A common creature in California, known as the California black worm, eats microorganisms in ponds and is sometimes kept as tropical fish in aquariums. What is striking about the California black worm is that they mingle in a swarm of tens, hundreds and thousands of centimeters-long creatures. The purpose of the worm blob is to prevent its members from drying out and to help them escape threats such as excessive heat. A group of Georgia Tech researchers created robots that could cluster in a bubble of robots like worms.
The team applied the principles of the self-organizing worm blob to help several simple active robots develop their own locomotion. The team believes that the research results can help robot developers understand how emerging behavior or tangled active matter can produce behaviors driven by unexpected, complex and potentially useful mechanical mechanisms.

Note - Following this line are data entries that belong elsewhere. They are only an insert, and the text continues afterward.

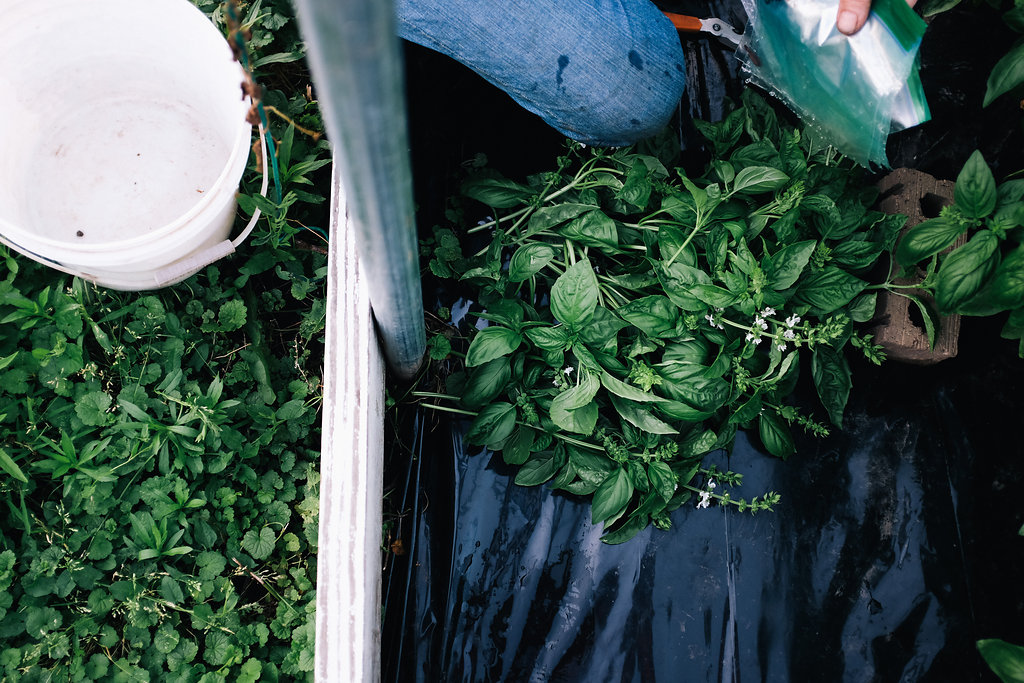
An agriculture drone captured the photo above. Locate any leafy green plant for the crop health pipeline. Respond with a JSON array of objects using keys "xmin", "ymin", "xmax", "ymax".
[
  {"xmin": 896, "ymin": 152, "xmax": 1024, "ymax": 357},
  {"xmin": 0, "ymin": 0, "xmax": 327, "ymax": 682},
  {"xmin": 978, "ymin": 638, "xmax": 1024, "ymax": 683},
  {"xmin": 413, "ymin": 94, "xmax": 904, "ymax": 543}
]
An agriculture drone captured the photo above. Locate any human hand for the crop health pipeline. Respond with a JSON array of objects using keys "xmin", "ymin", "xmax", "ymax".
[{"xmin": 836, "ymin": 0, "xmax": 918, "ymax": 36}]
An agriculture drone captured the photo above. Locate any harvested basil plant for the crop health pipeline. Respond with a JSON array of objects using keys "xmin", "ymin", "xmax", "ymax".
[{"xmin": 412, "ymin": 93, "xmax": 904, "ymax": 543}]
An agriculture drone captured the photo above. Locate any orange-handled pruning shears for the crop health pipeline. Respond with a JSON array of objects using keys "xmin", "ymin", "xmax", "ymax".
[{"xmin": 664, "ymin": 12, "xmax": 758, "ymax": 65}]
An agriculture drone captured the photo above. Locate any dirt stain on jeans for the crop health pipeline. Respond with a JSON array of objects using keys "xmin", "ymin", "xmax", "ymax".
[{"xmin": 555, "ymin": 54, "xmax": 569, "ymax": 85}]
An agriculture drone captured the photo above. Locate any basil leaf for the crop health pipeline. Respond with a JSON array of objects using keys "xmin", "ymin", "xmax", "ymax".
[
  {"xmin": 848, "ymin": 292, "xmax": 879, "ymax": 323},
  {"xmin": 896, "ymin": 216, "xmax": 964, "ymax": 265},
  {"xmin": 654, "ymin": 261, "xmax": 712, "ymax": 310},
  {"xmin": 551, "ymin": 259, "xmax": 598, "ymax": 326},
  {"xmin": 811, "ymin": 346, "xmax": 852, "ymax": 427},
  {"xmin": 558, "ymin": 211, "xmax": 618, "ymax": 249},
  {"xmin": 462, "ymin": 178, "xmax": 534, "ymax": 209},
  {"xmin": 693, "ymin": 285, "xmax": 745, "ymax": 308},
  {"xmin": 977, "ymin": 638, "xmax": 1024, "ymax": 683},
  {"xmin": 657, "ymin": 400, "xmax": 715, "ymax": 422},
  {"xmin": 647, "ymin": 460, "xmax": 679, "ymax": 503},
  {"xmin": 831, "ymin": 241, "xmax": 885, "ymax": 270},
  {"xmin": 550, "ymin": 371, "xmax": 601, "ymax": 434},
  {"xmin": 610, "ymin": 394, "xmax": 679, "ymax": 434},
  {"xmin": 616, "ymin": 294, "xmax": 679, "ymax": 337},
  {"xmin": 523, "ymin": 325, "xmax": 569, "ymax": 351},
  {"xmin": 935, "ymin": 230, "xmax": 999, "ymax": 313},
  {"xmin": 768, "ymin": 240, "xmax": 818, "ymax": 291},
  {"xmin": 551, "ymin": 401, "xmax": 598, "ymax": 434},
  {"xmin": 794, "ymin": 265, "xmax": 867, "ymax": 314},
  {"xmin": 590, "ymin": 468, "xmax": 633, "ymax": 524},
  {"xmin": 988, "ymin": 246, "xmax": 1024, "ymax": 309},
  {"xmin": 509, "ymin": 243, "xmax": 558, "ymax": 283},
  {"xmin": 953, "ymin": 150, "xmax": 995, "ymax": 218},
  {"xmin": 729, "ymin": 393, "xmax": 762, "ymax": 425},
  {"xmin": 466, "ymin": 401, "xmax": 516, "ymax": 449},
  {"xmin": 732, "ymin": 166, "xmax": 790, "ymax": 195},
  {"xmin": 568, "ymin": 446, "xmax": 617, "ymax": 487},
  {"xmin": 660, "ymin": 366, "xmax": 730, "ymax": 411},
  {"xmin": 551, "ymin": 371, "xmax": 601, "ymax": 411},
  {"xmin": 523, "ymin": 204, "xmax": 597, "ymax": 238},
  {"xmin": 0, "ymin": 449, "xmax": 29, "ymax": 483},
  {"xmin": 515, "ymin": 449, "xmax": 563, "ymax": 486},
  {"xmin": 466, "ymin": 325, "xmax": 522, "ymax": 368},
  {"xmin": 615, "ymin": 160, "xmax": 650, "ymax": 211},
  {"xmin": 580, "ymin": 306, "xmax": 629, "ymax": 354},
  {"xmin": 460, "ymin": 356, "xmax": 512, "ymax": 409},
  {"xmin": 758, "ymin": 411, "xmax": 797, "ymax": 460},
  {"xmin": 601, "ymin": 372, "xmax": 667, "ymax": 403},
  {"xmin": 679, "ymin": 429, "xmax": 718, "ymax": 458}
]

Scientists say that studying the bubbles of the worm; they showed through mathematical models and biological experiments that forming bubbles gives worms a kind of collective decision making, allowing worms in a larger bubble to survive longer against desiccation. The researchers found that worms in a bubble survive out of water ten times longer than individual worms.
Worm blobs can range from ten worms to 50,000. For an individual worm, going from hot to cold and surviving is a chance. However, when they move in a bubble, they do so more slowly to coordinate mechanics, and 95% of them can move from the hot to the cold side, showing that the bubble has survival advantages.
The researchers applied the principles observed in the worms to small robotic bubbles made up of intelligent active particles and two 3D-printed robots with two arms and two sensors to allow them to detect light. A mesh wrapper was added to the robots, and pins were added to the arms to allow them to coil like worms. Depending on the intensity of the light, the robots try to move away from it, generating an emergent behavior similar to what was seen in the worms. Interestingly, each robot was doing its own things in a decentralized way, with no communication between them.